U.S. WORKFORCE

We'd better fully utilize labor pool

Prior to the "Great Recession," two-thirds of working-age Americans were either working or seeking work. But since 2007, when it averaged 66 percent, the labor-force participation rate has plunged by 3 percentage points through the first half of this year, and the decline continued even after the admittedly subpar recovery began. In August, just 62.8 percent of the working-age population was in the labor force, according to the Bureau of Labor Statistics, and there is a real possibility that labor-force participation may never return to its pre-crisis level. This threatens prosperity for two related reasons: a permanently smaller labor supply means a reduction in the economy's capacity to grow; and the smaller economic pie will have to be shared with a larger "dependent" — i.e., non-working — population.

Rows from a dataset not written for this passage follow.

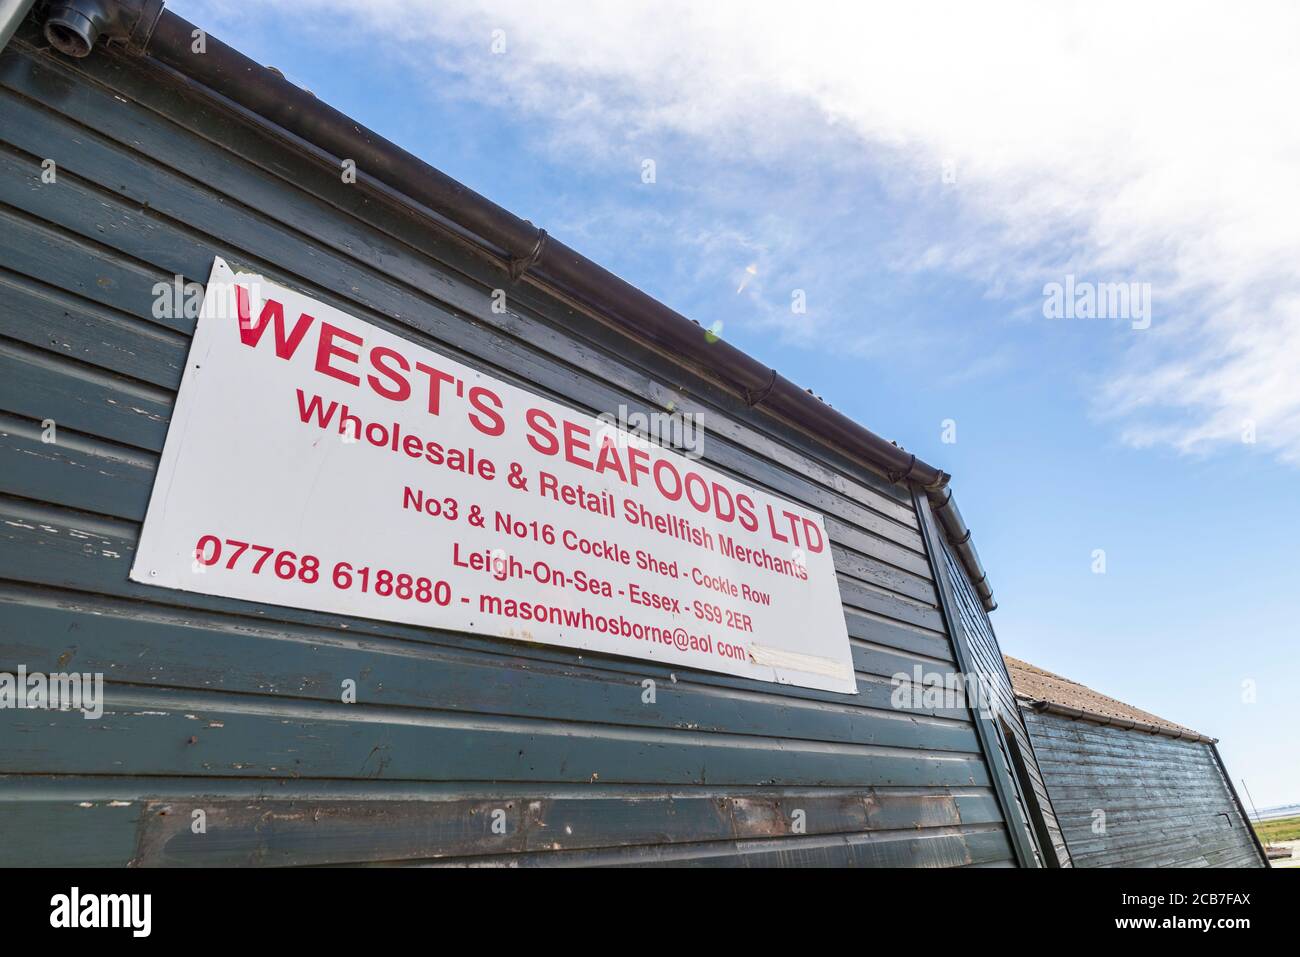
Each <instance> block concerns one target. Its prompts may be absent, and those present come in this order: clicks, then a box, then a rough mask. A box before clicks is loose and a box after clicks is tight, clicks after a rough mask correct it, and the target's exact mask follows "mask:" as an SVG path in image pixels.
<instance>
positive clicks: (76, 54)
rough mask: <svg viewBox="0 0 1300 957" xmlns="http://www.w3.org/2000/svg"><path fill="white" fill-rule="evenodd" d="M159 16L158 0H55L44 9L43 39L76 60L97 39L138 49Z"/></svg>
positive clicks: (96, 40) (92, 47) (93, 44)
mask: <svg viewBox="0 0 1300 957" xmlns="http://www.w3.org/2000/svg"><path fill="white" fill-rule="evenodd" d="M161 16H162V0H56V3H52V4H51V5H49V9H48V12H47V13H45V25H44V34H45V42H47V43H49V46H51V47H53V48H55V49H57V51H59V52H60V53H64V55H65V56H70V57H75V59H78V60H79V59H82V57H86V56H90V52H91V49H94V48H95V43H96V42H99V40H104V42H105V43H121V44H125V46H126V47H129V48H131V49H135V51H142V49H143V48H144V46H146V44H147V43H148V39H149V35H151V34H152V33H153V27H155V26H156V25H157V21H159V17H161Z"/></svg>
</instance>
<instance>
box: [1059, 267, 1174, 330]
mask: <svg viewBox="0 0 1300 957" xmlns="http://www.w3.org/2000/svg"><path fill="white" fill-rule="evenodd" d="M1043 315H1044V317H1047V319H1115V320H1127V321H1128V322H1131V324H1132V328H1134V329H1148V328H1151V283H1149V282H1078V281H1075V278H1074V276H1073V274H1070V276H1066V277H1065V282H1048V283H1047V285H1044V286H1043Z"/></svg>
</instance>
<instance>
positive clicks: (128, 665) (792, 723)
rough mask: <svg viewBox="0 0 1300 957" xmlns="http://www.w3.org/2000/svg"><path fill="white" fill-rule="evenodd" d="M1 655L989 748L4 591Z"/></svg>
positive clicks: (197, 681) (827, 705)
mask: <svg viewBox="0 0 1300 957" xmlns="http://www.w3.org/2000/svg"><path fill="white" fill-rule="evenodd" d="M0 620H3V622H4V624H3V625H0V662H6V663H12V664H18V663H22V664H26V667H27V668H29V671H43V672H53V671H65V670H69V668H70V670H75V671H78V672H91V674H96V672H98V674H103V675H107V676H108V680H109V681H113V683H126V684H140V685H160V687H166V688H190V689H200V690H201V689H213V690H224V692H235V693H240V694H259V696H276V697H289V698H300V700H304V701H307V700H316V701H328V702H337V701H339V697H341V689H342V688H343V681H344V680H351V681H354V683H355V690H356V700H357V702H360V703H367V705H370V703H373V705H386V706H395V707H415V709H426V710H439V711H441V710H446V711H454V713H465V714H474V713H477V714H491V715H506V716H520V718H551V719H555V720H581V722H591V723H607V724H619V726H629V727H650V728H662V729H669V728H686V729H692V731H699V732H715V733H732V735H764V736H779V737H789V739H806V740H811V741H839V742H845V744H874V745H888V746H901V748H914V749H923V750H931V749H933V750H945V752H970V753H976V752H978V750H979V745H978V741H976V737H975V732H974V729H972V728H971V726H970V724H969V723H965V722H954V720H936V719H931V718H923V716H918V715H913V714H907V713H905V711H898V710H894V709H893V707H888V709H887V707H871V709H868V707H865V706H863V703H865V702H862V703H858V702H855V703H854V705H852V706H850V705H841V706H832V705H827V703H823V702H811V701H809V702H800V701H790V700H781V698H780V697H779V696H775V694H774V696H757V694H746V693H741V692H736V690H729V689H724V688H715V687H711V685H706V684H699V683H695V681H689V683H688V681H676V683H675V681H667V683H663V687H659V685H658V683H656V687H655V689H654V690H655V694H654V698H655V700H654V702H647V701H646V700H645V689H643V687H642V680H637V679H636V677H632V676H627V675H616V674H608V672H597V671H593V672H588V674H578V672H576V671H575V668H572V667H560V666H546V664H545V663H538V662H525V661H513V659H511V658H506V657H502V655H489V654H481V653H478V654H476V653H473V651H471V650H468V649H465V650H458V649H447V648H435V646H430V645H422V644H416V642H408V641H395V640H387V641H385V640H378V638H364V637H360V636H354V635H343V633H320V632H316V631H312V629H307V628H294V627H290V625H281V627H278V628H272V627H269V625H268V624H265V623H253V622H247V620H235V619H230V618H229V616H217V615H203V614H199V612H194V611H173V610H166V609H157V607H149V609H143V607H140V606H139V603H134V602H122V601H105V599H101V598H90V597H78V596H68V594H64V596H53V594H42V593H35V594H32V593H31V592H27V590H13V589H8V588H0ZM872 688H874V685H872ZM879 697H883V694H881V696H879ZM872 698H874V700H875V698H876V696H872ZM876 703H878V705H888V702H887V701H879V700H878V701H876Z"/></svg>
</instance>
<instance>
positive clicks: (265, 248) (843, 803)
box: [0, 33, 1015, 866]
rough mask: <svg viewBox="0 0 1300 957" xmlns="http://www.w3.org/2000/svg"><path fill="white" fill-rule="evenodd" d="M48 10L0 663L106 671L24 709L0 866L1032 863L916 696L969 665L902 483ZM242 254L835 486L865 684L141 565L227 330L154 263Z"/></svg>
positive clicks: (545, 382)
mask: <svg viewBox="0 0 1300 957" xmlns="http://www.w3.org/2000/svg"><path fill="white" fill-rule="evenodd" d="M31 36H32V34H30V33H23V34H19V38H21V39H19V42H17V43H13V44H10V46H9V48H6V49H5V52H4V53H3V56H0V458H3V463H4V465H3V468H0V670H10V671H12V670H13V668H16V667H17V666H18V664H25V666H26V667H27V668H29V670H31V671H66V670H75V671H82V672H85V671H91V672H94V671H103V672H104V674H105V676H107V683H108V684H107V698H108V701H107V706H105V714H104V716H103V718H101V719H100V720H98V722H87V720H85V719H83V718H82V716H81V715H79V714H78V713H59V711H30V710H3V711H0V728H3V729H0V772H3V774H0V802H3V807H4V809H3V811H0V863H3V865H22V863H26V865H32V863H43V865H73V863H78V865H79V863H92V865H126V863H130V862H135V863H139V865H151V863H173V865H188V863H342V862H364V861H389V862H465V861H486V862H502V861H508V862H511V863H519V865H530V863H564V862H584V863H722V865H754V863H780V865H837V863H839V865H914V866H959V865H1006V863H1014V861H1015V856H1014V853H1013V849H1011V843H1010V841H1009V837H1008V831H1006V826H1005V823H1004V818H1002V811H1001V809H1000V804H998V800H997V794H996V792H995V791H993V788H992V781H991V778H989V771H988V767H987V763H985V758H984V754H983V753H982V749H980V744H979V739H978V736H976V733H975V729H974V726H972V724H971V715H970V713H969V711H967V710H966V709H952V710H945V709H933V710H930V711H924V713H911V714H906V715H905V714H901V713H898V711H897V710H894V709H893V707H892V706H891V694H892V687H891V680H889V679H891V676H892V675H894V674H896V672H900V671H904V672H909V671H910V670H911V666H913V664H915V663H918V662H920V663H924V664H926V667H927V668H936V670H940V671H950V670H953V668H954V667H956V666H954V654H953V646H952V644H950V641H949V638H948V636H946V633H945V623H944V619H943V615H941V612H940V610H939V606H937V599H936V593H935V585H933V581H932V577H931V571H930V563H928V559H927V557H926V554H924V546H923V542H922V537H920V533H919V525H918V518H917V514H915V511H914V507H913V503H911V499H910V498H909V495H907V494H906V490H905V489H900V488H894V486H892V485H891V484H889V482H888V481H885V480H884V479H881V477H879V476H876V475H874V473H871V472H867V471H865V469H862V468H861V467H858V465H855V464H854V463H852V462H848V460H844V459H841V458H839V456H837V455H836V454H835V452H832V451H829V450H827V449H826V447H820V446H818V445H815V443H814V442H811V441H809V439H807V437H805V436H802V434H800V433H797V432H794V430H787V429H785V428H784V426H780V425H779V424H775V423H774V421H771V420H770V419H767V417H764V416H762V415H761V413H758V412H755V411H753V410H749V408H745V407H744V406H742V404H740V403H738V402H737V400H735V398H732V397H731V395H729V394H727V393H725V391H723V390H720V389H718V387H716V386H715V385H712V384H711V382H708V381H705V380H701V378H698V377H695V376H694V374H692V373H690V372H688V371H686V369H685V368H684V367H681V365H679V364H676V363H673V361H671V359H668V358H664V356H662V355H658V354H655V352H653V351H650V350H647V348H643V347H641V346H638V345H637V343H633V342H629V341H628V339H625V338H623V337H621V335H619V334H616V333H614V332H612V330H610V329H608V328H606V326H603V325H602V324H599V322H597V321H593V320H591V319H590V317H586V316H582V315H578V313H575V312H573V311H571V309H568V308H567V307H565V306H563V304H562V303H558V302H555V300H552V299H549V298H543V296H542V295H541V294H538V293H537V291H536V290H533V289H529V287H526V286H517V287H512V289H511V295H510V311H508V312H507V313H506V315H494V313H493V312H491V311H490V308H489V304H490V299H489V294H490V290H491V289H493V287H497V286H500V285H503V278H502V273H500V270H499V268H498V267H497V265H495V264H491V263H487V261H485V260H482V259H480V257H478V256H477V255H476V254H473V252H472V251H471V250H468V248H467V247H465V246H463V244H460V243H459V242H456V241H452V239H451V238H448V235H446V234H442V233H435V231H434V230H432V229H430V228H429V226H428V224H426V221H425V220H420V218H416V217H415V216H412V215H411V213H409V212H407V211H404V209H403V208H402V207H400V205H399V204H396V203H393V202H390V200H389V199H386V198H383V196H382V195H380V194H378V192H373V191H369V190H368V187H365V186H364V185H357V186H346V185H343V183H341V181H339V177H338V174H337V170H334V169H331V168H330V166H328V165H326V164H324V163H320V161H316V160H313V159H312V157H311V155H309V150H307V148H304V147H303V146H302V144H296V146H292V144H289V143H285V142H281V140H278V139H276V138H273V137H269V135H266V134H265V133H263V131H259V130H255V129H253V126H252V125H251V124H248V122H246V121H244V120H242V118H240V117H238V116H237V114H235V113H234V112H231V111H226V109H225V108H222V107H220V105H218V104H216V103H213V101H212V100H209V99H205V98H203V96H200V95H198V94H195V92H192V91H190V90H187V88H186V87H185V86H183V85H182V83H181V82H178V81H175V79H173V78H169V77H168V75H165V74H164V73H162V72H161V70H159V69H157V68H155V66H152V65H151V64H149V62H148V61H147V60H134V59H130V57H126V56H118V55H116V53H109V52H105V51H103V49H100V51H96V52H95V53H94V55H92V56H91V57H88V59H87V60H85V61H75V62H73V61H69V60H64V59H61V57H55V56H51V55H47V53H42V52H36V51H35V49H34V47H32V46H30V44H29V43H26V42H25V40H30V39H31ZM45 157H51V159H55V161H56V163H57V183H56V185H48V183H42V181H40V172H42V168H40V163H42V160H43V159H45ZM214 255H216V256H222V257H225V259H226V260H227V261H230V263H231V265H234V267H237V268H250V269H253V270H257V272H261V273H264V274H266V276H268V277H272V278H274V280H277V281H281V282H285V283H286V285H291V286H295V287H298V289H302V290H304V291H305V293H308V294H309V295H312V296H315V298H318V299H322V300H325V302H329V303H331V304H335V306H338V307H339V308H342V309H344V311H347V312H350V313H352V315H356V316H360V317H363V319H365V320H367V321H370V322H374V324H377V325H381V326H383V328H386V329H391V330H394V332H395V333H398V334H400V335H404V337H407V338H409V339H412V341H415V342H421V343H426V345H429V346H430V347H432V348H435V350H438V351H442V352H445V354H447V355H452V356H455V358H456V359H458V360H460V361H464V363H467V364H469V365H474V367H477V368H481V369H484V371H487V372H490V373H491V374H494V376H499V377H503V378H507V380H510V381H512V382H517V384H520V385H523V386H525V387H528V389H532V390H534V391H538V393H542V394H545V395H549V397H551V398H555V399H556V400H559V402H564V403H568V404H571V406H573V407H576V408H580V410H584V411H588V412H599V411H607V410H616V408H617V407H619V406H620V404H625V406H627V407H628V408H629V410H632V411H653V410H656V408H663V407H666V406H667V403H669V402H673V403H676V408H677V410H680V411H702V412H705V423H706V430H707V438H706V445H705V458H706V460H707V462H708V464H711V465H714V467H715V468H719V469H722V471H724V472H728V473H731V475H733V476H738V477H742V479H744V481H746V482H750V484H755V485H761V486H763V488H767V489H770V490H772V492H774V493H775V494H780V495H784V497H788V498H790V499H794V501H798V502H801V503H803V505H806V506H809V507H810V508H815V510H818V511H820V512H822V514H823V515H824V516H826V524H827V531H828V534H829V537H831V540H832V545H833V554H835V559H836V568H837V572H839V577H840V585H841V594H842V599H844V606H845V616H846V619H848V628H849V635H850V641H852V650H853V659H854V667H855V671H857V677H858V687H859V694H858V696H842V694H833V693H826V692H816V690H810V689H802V688H792V687H785V685H770V684H764V683H758V681H749V680H741V679H731V677H727V676H723V675H714V674H702V672H679V674H672V672H669V671H668V670H667V668H663V667H658V666H655V664H653V663H650V662H641V661H629V659H621V658H604V657H601V655H578V654H576V653H571V651H567V650H563V649H556V648H543V646H536V645H526V644H521V642H511V641H507V640H494V638H482V637H473V636H468V635H463V633H450V632H438V631H434V629H428V628H416V627H407V625H398V624H387V623H380V622H372V620H360V619H344V618H339V616H334V615H326V614H320V612H311V611H299V610H291V609H282V607H272V606H261V605H255V603H248V602H237V601H230V599H222V598H216V597H209V596H201V594H194V593H179V592H170V590H165V589H157V588H149V586H146V585H139V584H135V583H131V581H129V580H127V570H129V567H130V564H131V559H133V550H134V544H135V541H136V536H138V533H139V528H140V521H142V519H143V515H144V508H146V505H147V499H148V494H149V489H151V484H152V480H153V471H155V467H156V463H157V458H159V452H160V450H161V446H162V439H164V436H165V434H166V428H168V421H169V415H170V410H172V404H173V400H174V397H175V389H177V386H178V382H179V376H181V369H182V364H183V361H185V358H186V350H187V345H188V338H190V334H191V332H192V328H194V319H186V317H183V316H182V317H155V316H153V315H152V309H151V307H152V303H153V299H155V294H153V291H152V290H153V286H155V283H159V282H172V281H173V277H174V276H175V274H181V276H183V277H185V280H186V281H200V282H201V281H203V280H204V278H205V277H207V273H208V268H209V267H211V263H212V257H213V256H214ZM248 413H250V411H248V410H242V408H240V407H239V399H238V395H233V397H231V415H248ZM47 419H52V420H55V421H56V423H57V426H59V442H57V443H55V445H47V443H44V442H42V436H40V433H42V421H43V420H47ZM251 481H252V482H253V484H255V481H256V476H251ZM989 640H991V638H989ZM647 677H650V679H654V680H655V681H656V683H658V688H656V703H655V706H646V705H643V703H642V698H641V694H642V687H641V683H642V680H645V679H647ZM343 679H354V680H356V683H357V696H359V703H356V705H343V703H341V702H339V700H338V689H339V687H341V683H342V681H343ZM195 807H201V809H203V810H204V811H205V813H207V815H208V833H209V835H213V833H217V832H220V833H221V840H209V841H204V840H203V839H201V837H200V836H196V835H192V833H190V830H188V826H187V822H188V819H190V811H191V810H192V809H195ZM796 809H800V810H803V811H805V818H806V832H805V833H793V832H792V827H790V820H792V815H793V813H794V810H796ZM499 810H503V811H504V814H506V820H507V828H506V833H504V835H495V833H493V831H491V827H490V824H491V818H493V814H494V811H499Z"/></svg>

It's such a central issue that a standing-room-only audience assembled recently at the Brookings Institution to hear the latest research results from five top Fed economists (affiliated with the central bank but not speaking on behalf of it). Their study suggests that three-quarters of the drop in labor-force participation during the recession is due to long-term demographic factors — especially the aging of the population; the recession coincided with the first baby boomers retiring — that had already been at work prior to the crisis. This, in turn, implies that the Fed can't do much more in the short run and that, over the long run, the United States is going to have to get much smarter, and more aggressive, about getting the most out of its labor pool. The Fed economists project that labor-force participation will fall to 61 percent by 2022, consistent with previous estimates by the Labor Department and Congressional Budget Office.